Lines 3 and 4 credit the massacred Waldensians with following true Christian principles while England was still finding its way, worshiping “Stocks and Stones.” These mysterious and ambiguous stocks and stones evoke several images: material wealth in the form of livestock and precious stones; pagan idolatry with the livestock signifying an animistic deism and the stones signifying graven images (the golden calf being a primary example); or even the harshness of seventeenth century justice, which utilized cruel public stocks to ridicule offenders and stones to press out their confessions. If one puts credence in the latter explanation, then the sonnet’s call for revenge has been undercut. Is a society that employs such barbaric means to preserve its civil order closer to the Waldensians or to the army that cut them down?

Lines 10-13 employ another of Milton’s signature devices of conflating classical and biblical allusions into a single poetic image.
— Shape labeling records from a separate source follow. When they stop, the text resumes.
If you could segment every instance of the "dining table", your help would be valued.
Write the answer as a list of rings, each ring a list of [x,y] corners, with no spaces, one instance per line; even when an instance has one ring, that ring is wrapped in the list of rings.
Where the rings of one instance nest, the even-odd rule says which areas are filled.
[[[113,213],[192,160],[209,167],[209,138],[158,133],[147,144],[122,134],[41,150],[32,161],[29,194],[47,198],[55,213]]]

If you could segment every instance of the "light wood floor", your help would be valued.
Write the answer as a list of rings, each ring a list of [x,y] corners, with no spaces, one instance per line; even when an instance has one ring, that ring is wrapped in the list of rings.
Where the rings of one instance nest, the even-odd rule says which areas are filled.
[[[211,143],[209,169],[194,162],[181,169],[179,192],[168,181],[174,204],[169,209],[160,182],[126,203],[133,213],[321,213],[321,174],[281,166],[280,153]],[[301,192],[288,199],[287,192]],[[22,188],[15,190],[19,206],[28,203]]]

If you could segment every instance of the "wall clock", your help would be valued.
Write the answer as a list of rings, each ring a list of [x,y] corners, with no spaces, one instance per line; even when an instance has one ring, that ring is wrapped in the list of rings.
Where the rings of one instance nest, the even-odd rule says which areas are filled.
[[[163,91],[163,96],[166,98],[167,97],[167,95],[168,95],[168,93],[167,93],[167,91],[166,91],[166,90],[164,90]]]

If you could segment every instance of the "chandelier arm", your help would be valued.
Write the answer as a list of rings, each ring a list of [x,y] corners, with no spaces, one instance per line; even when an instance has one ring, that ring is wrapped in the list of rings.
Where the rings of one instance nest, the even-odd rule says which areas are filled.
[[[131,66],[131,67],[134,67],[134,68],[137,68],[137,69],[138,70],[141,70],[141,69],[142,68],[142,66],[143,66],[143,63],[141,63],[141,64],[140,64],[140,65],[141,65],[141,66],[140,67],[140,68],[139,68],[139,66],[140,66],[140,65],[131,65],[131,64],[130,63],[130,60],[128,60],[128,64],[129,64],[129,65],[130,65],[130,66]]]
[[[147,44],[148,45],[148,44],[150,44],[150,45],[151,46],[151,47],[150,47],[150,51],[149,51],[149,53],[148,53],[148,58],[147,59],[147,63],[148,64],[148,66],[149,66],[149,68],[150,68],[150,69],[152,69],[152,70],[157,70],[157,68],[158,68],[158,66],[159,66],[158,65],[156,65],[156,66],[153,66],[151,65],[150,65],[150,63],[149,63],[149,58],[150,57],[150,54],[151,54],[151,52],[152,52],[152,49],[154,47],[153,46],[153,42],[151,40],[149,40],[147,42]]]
In the poem, the blood and ashes of martyrs are sown over fields, held by the “triple Tyrant,” to reproduce one hundredfold. The reader is expected to associate the myth of Cadmus, who sowed dragon’s teeth to create an army of warriors (as Cromwell is calling on the combined forces of Protestant Europe to battle the Papacy), with the parable of the sower found in Matthew 13 (the seed that fell on good ground brought forth as much as one hundredfold) and theologian Tertullian’s famous phrase, “The blood of the martyrs is the seed of the Church.” The triple Tyrant is generally assumed to refer to the pope’s mitre with three crowns.

Again, Milton seems to deliberately undercut his own arguments, as though he were divided about what he ought to feel, what stance he ought to take. In the Cadmus tale, the brother warriors fell among themselves in a bloody civil war. In Matthew, the parable of the sower is followed immediately by the parable of the thorns that sprang up among the good seed and had to be cast into the fire. In addition, Tertullian, like all Montanists, held that Christians should welcome persecution, not flee from it. His dogmatic tendencies ultimately led him into heresy. One may see that each of Milton’s allusions attach destructive consequences to Cromwell’s call for retribution and to the disunity among the Protestant factions. Although Milton was dismayed and angry about the massacre of the saints at Piedmont, and his initial reaction was to lash out with violent and furious language, the reader may also believe that Milton included in his poem hints that Cromwell’s call for a holy war against Rome was not the Christian way to reform.